卒論は森鴎外にしました。(タイトルは「ドロップイン」)
軍医でありながら当時の政府を平気で批判することを書いていて、これはいいなあと思いました。
いろいろな放送局、新聞社を受けましたが、全部落ちてしまって、岩波映画製作所に入社しました。
カメラ助手で不器用で困りまして、降ろされてしまいました。

1960年安保反対のデモに参加していました。
「楽しい科学」という番組の助手をやらなかという事でやっていたら、TVなので毎週なので台本を書くことになりました。

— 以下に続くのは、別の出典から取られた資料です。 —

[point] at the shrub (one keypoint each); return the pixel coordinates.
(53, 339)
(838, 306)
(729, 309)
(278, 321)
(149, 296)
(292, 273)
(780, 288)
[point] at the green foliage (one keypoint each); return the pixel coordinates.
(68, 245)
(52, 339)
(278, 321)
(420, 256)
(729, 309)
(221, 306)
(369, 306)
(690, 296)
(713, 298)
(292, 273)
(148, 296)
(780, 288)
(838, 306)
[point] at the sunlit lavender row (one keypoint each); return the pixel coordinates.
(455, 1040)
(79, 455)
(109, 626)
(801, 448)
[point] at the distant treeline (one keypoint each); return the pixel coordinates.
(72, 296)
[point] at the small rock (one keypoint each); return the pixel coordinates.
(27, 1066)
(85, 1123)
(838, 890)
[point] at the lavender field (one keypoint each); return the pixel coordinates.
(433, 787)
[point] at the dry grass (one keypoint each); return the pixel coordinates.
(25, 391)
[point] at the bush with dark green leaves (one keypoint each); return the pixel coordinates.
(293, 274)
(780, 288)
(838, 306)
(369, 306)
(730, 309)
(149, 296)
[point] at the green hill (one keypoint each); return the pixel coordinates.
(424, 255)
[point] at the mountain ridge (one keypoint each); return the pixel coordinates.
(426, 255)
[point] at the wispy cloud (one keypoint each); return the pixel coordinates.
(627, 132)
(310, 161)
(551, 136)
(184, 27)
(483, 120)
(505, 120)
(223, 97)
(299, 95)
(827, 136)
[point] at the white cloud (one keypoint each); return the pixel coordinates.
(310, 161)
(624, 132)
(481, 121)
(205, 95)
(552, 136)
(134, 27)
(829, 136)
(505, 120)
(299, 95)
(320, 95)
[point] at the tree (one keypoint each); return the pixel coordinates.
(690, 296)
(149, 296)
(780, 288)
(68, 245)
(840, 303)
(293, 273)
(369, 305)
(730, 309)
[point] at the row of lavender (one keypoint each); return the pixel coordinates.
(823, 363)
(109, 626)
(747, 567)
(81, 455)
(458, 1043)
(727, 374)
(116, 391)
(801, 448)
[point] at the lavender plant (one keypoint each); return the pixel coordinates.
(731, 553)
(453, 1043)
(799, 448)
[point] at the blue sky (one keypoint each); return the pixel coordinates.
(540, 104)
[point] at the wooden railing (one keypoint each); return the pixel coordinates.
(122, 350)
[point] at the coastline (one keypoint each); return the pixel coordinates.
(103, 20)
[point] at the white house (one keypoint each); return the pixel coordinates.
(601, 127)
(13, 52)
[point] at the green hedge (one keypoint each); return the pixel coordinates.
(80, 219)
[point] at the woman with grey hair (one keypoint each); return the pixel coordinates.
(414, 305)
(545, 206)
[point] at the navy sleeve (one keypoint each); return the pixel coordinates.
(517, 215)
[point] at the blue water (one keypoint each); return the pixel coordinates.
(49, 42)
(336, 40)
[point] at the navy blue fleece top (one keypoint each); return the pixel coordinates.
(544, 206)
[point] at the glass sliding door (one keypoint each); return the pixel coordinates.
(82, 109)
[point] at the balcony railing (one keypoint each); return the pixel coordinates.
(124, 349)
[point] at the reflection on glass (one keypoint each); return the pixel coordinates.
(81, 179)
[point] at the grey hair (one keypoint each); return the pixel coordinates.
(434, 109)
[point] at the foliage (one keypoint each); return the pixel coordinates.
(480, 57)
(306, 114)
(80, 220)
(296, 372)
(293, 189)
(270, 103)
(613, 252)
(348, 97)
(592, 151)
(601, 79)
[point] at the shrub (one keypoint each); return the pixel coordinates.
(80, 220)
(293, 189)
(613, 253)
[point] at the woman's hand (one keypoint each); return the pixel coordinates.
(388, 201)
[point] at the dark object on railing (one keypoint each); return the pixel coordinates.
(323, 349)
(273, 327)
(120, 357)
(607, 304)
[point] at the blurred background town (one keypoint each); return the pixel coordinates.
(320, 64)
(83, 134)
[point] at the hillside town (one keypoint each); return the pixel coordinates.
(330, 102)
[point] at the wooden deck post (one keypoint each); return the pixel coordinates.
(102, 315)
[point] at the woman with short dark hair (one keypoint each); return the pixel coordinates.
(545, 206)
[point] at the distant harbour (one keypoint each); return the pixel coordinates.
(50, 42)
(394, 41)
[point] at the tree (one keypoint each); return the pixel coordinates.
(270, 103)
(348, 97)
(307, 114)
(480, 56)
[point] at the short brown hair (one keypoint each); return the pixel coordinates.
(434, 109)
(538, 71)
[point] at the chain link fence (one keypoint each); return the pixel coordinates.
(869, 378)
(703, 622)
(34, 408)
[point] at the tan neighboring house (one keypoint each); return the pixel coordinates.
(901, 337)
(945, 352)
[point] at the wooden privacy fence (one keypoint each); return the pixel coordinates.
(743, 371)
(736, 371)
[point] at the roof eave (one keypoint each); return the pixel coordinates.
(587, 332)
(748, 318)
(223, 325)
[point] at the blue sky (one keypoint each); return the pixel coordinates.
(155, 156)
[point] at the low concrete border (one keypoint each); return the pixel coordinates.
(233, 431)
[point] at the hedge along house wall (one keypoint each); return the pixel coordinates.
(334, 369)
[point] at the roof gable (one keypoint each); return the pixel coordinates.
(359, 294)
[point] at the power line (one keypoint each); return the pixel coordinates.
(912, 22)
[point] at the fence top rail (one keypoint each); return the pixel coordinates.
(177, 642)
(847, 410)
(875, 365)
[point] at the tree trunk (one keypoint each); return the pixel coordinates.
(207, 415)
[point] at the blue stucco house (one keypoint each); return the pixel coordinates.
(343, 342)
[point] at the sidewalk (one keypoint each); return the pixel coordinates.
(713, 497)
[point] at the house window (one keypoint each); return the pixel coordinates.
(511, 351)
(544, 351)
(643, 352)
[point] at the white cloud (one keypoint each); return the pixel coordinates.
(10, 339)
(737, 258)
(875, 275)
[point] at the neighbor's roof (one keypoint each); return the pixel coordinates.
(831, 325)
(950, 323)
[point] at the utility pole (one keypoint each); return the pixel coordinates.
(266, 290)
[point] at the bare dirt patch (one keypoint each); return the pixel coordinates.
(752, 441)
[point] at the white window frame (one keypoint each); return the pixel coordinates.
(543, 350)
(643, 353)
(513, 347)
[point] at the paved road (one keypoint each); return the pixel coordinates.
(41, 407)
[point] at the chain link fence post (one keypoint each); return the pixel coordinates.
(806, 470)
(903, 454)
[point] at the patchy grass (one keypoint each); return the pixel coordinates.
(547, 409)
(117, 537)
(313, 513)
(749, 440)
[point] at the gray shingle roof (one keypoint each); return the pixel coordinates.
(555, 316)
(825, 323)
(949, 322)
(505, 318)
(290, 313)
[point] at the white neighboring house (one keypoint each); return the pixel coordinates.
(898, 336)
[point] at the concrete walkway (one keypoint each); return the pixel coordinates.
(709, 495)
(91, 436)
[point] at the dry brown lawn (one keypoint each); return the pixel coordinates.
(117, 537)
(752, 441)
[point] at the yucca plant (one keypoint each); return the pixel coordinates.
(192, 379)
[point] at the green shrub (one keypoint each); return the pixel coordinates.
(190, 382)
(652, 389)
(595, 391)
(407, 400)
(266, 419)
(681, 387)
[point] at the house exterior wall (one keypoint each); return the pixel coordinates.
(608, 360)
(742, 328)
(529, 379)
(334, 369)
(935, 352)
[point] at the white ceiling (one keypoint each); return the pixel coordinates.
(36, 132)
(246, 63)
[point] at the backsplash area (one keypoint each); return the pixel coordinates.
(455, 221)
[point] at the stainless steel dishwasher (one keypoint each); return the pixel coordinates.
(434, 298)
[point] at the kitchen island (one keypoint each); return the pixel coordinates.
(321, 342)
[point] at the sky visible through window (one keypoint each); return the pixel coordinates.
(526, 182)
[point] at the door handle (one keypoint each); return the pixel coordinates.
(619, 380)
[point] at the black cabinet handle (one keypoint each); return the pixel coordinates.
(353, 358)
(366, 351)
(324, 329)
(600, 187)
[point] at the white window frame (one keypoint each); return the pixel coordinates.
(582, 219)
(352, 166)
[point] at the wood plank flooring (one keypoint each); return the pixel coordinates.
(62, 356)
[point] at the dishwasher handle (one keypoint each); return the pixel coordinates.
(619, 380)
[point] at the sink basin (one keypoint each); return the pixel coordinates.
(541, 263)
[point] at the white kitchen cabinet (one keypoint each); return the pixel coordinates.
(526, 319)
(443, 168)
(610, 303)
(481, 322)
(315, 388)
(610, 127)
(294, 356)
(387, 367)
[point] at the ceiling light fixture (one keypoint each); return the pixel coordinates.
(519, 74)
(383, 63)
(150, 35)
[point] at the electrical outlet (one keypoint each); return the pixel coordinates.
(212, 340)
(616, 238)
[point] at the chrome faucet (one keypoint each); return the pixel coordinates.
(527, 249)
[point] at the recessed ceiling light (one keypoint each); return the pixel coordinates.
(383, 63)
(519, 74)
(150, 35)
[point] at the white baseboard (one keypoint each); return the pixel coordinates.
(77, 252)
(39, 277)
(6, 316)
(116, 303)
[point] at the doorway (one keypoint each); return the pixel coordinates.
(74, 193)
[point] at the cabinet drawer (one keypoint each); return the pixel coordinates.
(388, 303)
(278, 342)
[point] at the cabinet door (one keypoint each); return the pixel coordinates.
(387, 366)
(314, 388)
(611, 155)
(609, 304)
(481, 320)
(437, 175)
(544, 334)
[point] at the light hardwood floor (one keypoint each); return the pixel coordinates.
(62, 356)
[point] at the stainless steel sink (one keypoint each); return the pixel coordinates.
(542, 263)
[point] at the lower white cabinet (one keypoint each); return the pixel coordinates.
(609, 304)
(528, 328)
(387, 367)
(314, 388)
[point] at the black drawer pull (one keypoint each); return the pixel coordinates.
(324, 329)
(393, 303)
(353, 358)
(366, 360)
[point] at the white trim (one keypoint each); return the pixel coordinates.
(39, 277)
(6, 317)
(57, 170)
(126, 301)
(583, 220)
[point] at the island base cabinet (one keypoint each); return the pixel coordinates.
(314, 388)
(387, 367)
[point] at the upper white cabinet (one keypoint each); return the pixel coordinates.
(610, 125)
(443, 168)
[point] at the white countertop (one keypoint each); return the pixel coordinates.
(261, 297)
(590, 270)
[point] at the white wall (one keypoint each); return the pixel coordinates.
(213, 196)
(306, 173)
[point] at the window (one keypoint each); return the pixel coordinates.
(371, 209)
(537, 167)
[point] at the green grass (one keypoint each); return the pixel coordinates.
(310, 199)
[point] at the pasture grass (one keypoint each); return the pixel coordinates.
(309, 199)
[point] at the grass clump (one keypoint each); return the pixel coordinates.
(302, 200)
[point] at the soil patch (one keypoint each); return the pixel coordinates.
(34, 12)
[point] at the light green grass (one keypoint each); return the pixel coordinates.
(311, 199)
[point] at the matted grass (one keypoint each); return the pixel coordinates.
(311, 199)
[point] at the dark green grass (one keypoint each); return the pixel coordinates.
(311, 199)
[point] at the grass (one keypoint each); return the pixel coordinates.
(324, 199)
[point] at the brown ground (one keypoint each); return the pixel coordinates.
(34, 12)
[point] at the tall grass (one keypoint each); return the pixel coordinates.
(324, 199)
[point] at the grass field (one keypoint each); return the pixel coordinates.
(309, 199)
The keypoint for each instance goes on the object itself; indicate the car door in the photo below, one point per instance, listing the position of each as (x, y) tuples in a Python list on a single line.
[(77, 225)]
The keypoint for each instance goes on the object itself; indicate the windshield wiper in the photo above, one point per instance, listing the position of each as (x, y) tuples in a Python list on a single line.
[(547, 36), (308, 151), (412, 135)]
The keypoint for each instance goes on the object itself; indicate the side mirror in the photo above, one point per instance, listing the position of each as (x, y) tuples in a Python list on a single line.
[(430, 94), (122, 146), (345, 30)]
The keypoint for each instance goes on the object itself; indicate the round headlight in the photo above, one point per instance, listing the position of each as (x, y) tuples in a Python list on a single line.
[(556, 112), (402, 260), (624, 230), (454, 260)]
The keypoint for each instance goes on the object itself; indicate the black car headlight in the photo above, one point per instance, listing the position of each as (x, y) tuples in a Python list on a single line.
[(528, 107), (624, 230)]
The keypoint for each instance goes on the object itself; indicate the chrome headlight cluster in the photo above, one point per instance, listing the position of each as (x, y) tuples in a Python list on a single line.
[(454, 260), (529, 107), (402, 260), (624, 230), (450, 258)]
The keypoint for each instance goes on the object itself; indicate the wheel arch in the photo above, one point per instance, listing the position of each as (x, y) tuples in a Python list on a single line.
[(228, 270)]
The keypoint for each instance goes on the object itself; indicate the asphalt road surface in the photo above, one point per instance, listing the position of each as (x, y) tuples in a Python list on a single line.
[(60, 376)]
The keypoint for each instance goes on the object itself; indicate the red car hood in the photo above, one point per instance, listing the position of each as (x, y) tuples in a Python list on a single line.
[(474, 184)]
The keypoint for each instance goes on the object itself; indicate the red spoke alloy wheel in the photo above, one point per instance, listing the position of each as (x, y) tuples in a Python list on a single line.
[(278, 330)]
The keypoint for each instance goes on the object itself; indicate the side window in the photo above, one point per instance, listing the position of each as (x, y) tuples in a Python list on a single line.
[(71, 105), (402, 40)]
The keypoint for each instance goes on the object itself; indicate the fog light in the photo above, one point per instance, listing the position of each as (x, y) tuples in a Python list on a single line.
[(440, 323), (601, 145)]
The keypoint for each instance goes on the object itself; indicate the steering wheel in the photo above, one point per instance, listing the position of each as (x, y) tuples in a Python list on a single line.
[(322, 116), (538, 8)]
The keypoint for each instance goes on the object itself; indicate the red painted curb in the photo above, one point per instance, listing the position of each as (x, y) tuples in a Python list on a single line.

小児麻痺が流行っていて、小児麻痺のウイルスのフィルムがあることが判って、小児麻痺の脚本を書いて現場を担当して、演出家に見せたらだめだと取り直してこい言われました。
一緒に入った清水邦夫さんから自分で編集したらどうかといわれて、ヌーヴェルヴァーグの手法を取り入れて初めて編集しました。
放送したら賞をとることになってしまいました。
TVのいい加減さに興味を抱き、TV東京が開局しようとしていて、何とか行けました。
製作費は他局と比べて1/3程度なので、対抗するにはどうしたらいいか考えて、危ない番組、スポンサーに直接売り込むしかないと思ってスポンサーがOKしてくれれば手前勝手な番組ができるので。
自由に番組が作れて有難いことでした。
『ドキュメンタリー青春』で寺山修司さんがが主宰していた劇団「天井桟敷」の舞台『青ひげ』に感銘を受け劇団に入団したカルメン・マキさんの取材をしました。
カルメン・マキさんが歌を歌いたいという事で、寺山修司さんが作ってやろうという事で「時には母のない子のように」(作詞:寺山修司、作曲:田中未知)ができました。
売れていろんなTV番組に出るようになった。

ジャズピアニスト・山下洋輔さんを撮ろうと思った時に山下洋輔さんが「ピアノを弾きながら死ねるといい」といったため、、バリケード封鎖されていた大隈講堂からピアノを持ち出して山下さんに弾かせることを考え、中核派から分裂した組織「反戦連合」のメンバーたちが運びだし、そのピアノを山下さんが演奏した、いろんな組織、先生も聞きに来ていたが、内ゲバは起きず静かに聞いていた。
私の音楽とは全く外れたが、山下さんは最高の演奏だったと言う事で、彼はその後レコードにしました。
例えば大隈講堂からピアノを持ち出す、これはやらせで、やらせ的な演出をして、その結果としてどうなるか、そういう手法を取りました。
対象と深くかかわっており、下手をすると相手を壊す可能性があり、これがドキュメンタリーの一番の問題だと思います。